In una dichiarazione ufficiale, il ministro della Difesa russo Sergei Shoigu ha fornito informazioni sugli attacchi ucraini: oggi (8 giugno), all'1:30 del mattino, nella direzione di Zaporozhye, le forze ucraine hanno tentato di sfondare le difese russe con la 47ª Brigata Meccanizzata, composta da 1.500 soldati e 150 veicoli blindati.
I veicoli di ricognizione russi individuarono prontamente l'attacco e lanciarono contrattacchi utilizzando artiglieria, aerei e armi anticarro. Le forze ucraine furono fermate su tutti e quattro i fronti e respinte con pesanti perdite. Dopo una battaglia durata due ore, le forze ucraine persero 30 carri armati, 11 veicoli da combattimento per la fanteria e fino a 350 soldati.

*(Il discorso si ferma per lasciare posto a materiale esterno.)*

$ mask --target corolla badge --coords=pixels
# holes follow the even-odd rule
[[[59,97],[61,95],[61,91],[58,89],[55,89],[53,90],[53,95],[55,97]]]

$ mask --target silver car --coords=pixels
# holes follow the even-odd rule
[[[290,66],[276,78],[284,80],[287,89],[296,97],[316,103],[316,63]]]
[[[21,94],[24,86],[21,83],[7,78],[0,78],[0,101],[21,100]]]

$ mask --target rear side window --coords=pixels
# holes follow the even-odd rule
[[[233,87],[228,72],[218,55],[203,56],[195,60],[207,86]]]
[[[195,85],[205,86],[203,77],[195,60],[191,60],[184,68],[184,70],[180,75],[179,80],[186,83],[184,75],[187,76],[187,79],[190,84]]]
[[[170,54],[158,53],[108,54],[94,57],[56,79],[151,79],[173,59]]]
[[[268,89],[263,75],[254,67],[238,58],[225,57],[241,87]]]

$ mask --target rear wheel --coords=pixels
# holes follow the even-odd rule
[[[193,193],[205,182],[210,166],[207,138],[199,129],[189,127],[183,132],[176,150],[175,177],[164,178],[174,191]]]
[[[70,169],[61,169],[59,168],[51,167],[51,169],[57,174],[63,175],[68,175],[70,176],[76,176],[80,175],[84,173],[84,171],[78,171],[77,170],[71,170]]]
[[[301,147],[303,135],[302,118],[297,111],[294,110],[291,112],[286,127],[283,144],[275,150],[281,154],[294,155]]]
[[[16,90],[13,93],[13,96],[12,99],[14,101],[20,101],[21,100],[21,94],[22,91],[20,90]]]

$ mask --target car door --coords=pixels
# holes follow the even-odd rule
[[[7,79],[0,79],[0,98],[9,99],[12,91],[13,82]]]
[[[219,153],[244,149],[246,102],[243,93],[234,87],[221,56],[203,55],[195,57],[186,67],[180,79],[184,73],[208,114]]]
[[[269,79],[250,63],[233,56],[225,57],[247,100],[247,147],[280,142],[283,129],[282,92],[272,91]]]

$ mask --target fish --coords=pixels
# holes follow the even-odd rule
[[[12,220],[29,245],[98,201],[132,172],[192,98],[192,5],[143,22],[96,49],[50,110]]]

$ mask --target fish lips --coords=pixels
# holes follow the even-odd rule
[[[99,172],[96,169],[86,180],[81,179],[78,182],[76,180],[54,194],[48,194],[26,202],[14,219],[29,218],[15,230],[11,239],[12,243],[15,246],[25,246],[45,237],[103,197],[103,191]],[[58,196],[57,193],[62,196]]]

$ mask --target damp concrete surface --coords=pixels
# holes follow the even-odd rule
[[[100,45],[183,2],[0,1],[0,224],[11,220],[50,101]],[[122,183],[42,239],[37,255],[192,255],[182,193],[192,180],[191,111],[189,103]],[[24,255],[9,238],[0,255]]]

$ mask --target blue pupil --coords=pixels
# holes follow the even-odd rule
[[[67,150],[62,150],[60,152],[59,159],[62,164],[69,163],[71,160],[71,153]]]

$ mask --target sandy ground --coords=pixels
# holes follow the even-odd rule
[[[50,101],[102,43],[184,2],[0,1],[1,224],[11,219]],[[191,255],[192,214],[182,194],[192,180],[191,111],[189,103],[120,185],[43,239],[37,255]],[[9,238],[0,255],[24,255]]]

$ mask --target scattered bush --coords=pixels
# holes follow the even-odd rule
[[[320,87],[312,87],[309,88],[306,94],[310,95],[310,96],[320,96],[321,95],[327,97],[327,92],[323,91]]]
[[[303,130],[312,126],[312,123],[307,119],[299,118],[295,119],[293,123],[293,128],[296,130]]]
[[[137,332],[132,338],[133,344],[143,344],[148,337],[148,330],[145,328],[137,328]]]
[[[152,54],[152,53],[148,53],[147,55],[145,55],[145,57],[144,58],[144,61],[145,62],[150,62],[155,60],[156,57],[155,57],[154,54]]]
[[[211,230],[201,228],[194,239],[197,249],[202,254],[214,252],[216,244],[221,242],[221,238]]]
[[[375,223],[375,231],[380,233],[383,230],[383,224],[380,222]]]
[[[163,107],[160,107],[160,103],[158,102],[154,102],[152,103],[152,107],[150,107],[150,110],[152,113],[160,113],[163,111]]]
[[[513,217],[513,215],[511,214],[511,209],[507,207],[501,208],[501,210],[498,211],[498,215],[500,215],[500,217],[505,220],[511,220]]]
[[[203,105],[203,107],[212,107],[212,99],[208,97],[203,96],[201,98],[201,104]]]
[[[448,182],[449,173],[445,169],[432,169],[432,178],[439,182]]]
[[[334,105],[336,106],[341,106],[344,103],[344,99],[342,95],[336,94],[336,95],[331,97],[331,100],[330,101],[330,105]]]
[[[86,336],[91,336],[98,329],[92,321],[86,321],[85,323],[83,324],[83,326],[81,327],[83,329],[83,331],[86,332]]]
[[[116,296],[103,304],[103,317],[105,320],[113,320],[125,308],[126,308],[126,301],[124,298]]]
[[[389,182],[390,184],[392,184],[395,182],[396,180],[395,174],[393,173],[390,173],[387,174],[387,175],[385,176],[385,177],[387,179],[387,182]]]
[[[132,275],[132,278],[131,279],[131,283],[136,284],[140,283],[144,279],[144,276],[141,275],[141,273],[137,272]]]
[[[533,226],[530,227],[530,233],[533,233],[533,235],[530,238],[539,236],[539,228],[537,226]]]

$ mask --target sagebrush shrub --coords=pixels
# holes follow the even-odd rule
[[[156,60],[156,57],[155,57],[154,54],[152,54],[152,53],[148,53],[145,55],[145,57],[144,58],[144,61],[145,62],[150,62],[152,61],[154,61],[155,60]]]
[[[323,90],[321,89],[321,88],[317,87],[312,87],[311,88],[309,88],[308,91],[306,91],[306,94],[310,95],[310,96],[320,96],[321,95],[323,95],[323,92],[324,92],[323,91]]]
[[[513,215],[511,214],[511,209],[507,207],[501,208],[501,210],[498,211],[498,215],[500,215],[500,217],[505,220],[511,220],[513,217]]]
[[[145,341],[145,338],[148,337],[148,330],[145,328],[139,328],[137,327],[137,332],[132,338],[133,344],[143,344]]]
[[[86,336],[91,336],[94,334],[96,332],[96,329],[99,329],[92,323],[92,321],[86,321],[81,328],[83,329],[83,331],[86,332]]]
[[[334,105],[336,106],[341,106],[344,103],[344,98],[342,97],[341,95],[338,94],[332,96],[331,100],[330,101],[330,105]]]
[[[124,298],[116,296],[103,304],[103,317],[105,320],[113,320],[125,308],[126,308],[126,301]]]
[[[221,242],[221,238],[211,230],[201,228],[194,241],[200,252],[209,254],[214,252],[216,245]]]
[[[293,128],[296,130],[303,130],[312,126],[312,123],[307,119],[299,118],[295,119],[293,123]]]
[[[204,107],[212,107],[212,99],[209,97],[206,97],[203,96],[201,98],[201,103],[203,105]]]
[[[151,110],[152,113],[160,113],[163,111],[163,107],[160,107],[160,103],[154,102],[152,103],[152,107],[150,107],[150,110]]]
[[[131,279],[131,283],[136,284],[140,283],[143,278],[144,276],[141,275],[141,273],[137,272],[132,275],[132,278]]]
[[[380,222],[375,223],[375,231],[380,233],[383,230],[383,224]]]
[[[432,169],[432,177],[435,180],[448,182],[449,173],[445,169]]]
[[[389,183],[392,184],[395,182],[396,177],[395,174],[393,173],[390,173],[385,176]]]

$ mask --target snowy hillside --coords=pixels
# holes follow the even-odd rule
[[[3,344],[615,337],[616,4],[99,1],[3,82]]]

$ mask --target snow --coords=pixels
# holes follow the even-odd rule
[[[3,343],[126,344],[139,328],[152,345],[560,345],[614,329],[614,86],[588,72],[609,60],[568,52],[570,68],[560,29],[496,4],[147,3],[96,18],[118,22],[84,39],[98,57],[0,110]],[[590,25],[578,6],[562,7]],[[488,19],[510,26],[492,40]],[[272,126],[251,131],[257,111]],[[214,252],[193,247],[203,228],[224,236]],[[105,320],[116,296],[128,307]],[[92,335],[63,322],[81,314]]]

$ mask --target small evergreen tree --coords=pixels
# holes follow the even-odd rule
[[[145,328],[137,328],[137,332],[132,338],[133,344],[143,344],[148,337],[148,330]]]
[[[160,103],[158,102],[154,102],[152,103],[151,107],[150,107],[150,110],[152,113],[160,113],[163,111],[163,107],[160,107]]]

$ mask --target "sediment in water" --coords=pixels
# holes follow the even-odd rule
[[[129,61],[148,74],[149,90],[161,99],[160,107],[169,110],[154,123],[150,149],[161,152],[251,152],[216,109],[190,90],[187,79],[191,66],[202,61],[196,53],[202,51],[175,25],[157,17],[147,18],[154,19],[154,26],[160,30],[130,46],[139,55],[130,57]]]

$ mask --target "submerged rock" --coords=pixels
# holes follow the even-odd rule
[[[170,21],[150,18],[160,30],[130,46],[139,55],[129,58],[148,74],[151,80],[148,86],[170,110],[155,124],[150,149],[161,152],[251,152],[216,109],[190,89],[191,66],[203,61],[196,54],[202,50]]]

Pertanto, le riserve delle Forze Armate ucraine, appositamente preparate per questa offensiva, non riuscirono a portare a termine la loro missione.
Ieri, 7 giugno, le forze ucraine hanno perso 945 soldati, 33 carri armati, 28 veicoli da combattimento per la fanteria, 38 veicoli corazzati, 3 sistemi di artiglieria semovente Krab e altre armi.
I contrattacchi ucraini hanno subito pesanti perdite.
In sintesi, gli eventi degli ultimi giorni dimostrano che le autorità di Kiev non sono riuscite a ottenere alcun risultato decisivo nella controffensiva su tutti i fronti. Ciononostante, Kiev mantiene il vantaggio in termini di effettivi mobilitati per il conflitto. Pertanto, continuerà a rafforzare le proprie truppe e i propri equipaggiamenti per intensificare ulteriormente l'avanzata nelle difese russe, almeno in alcune zone del fronte.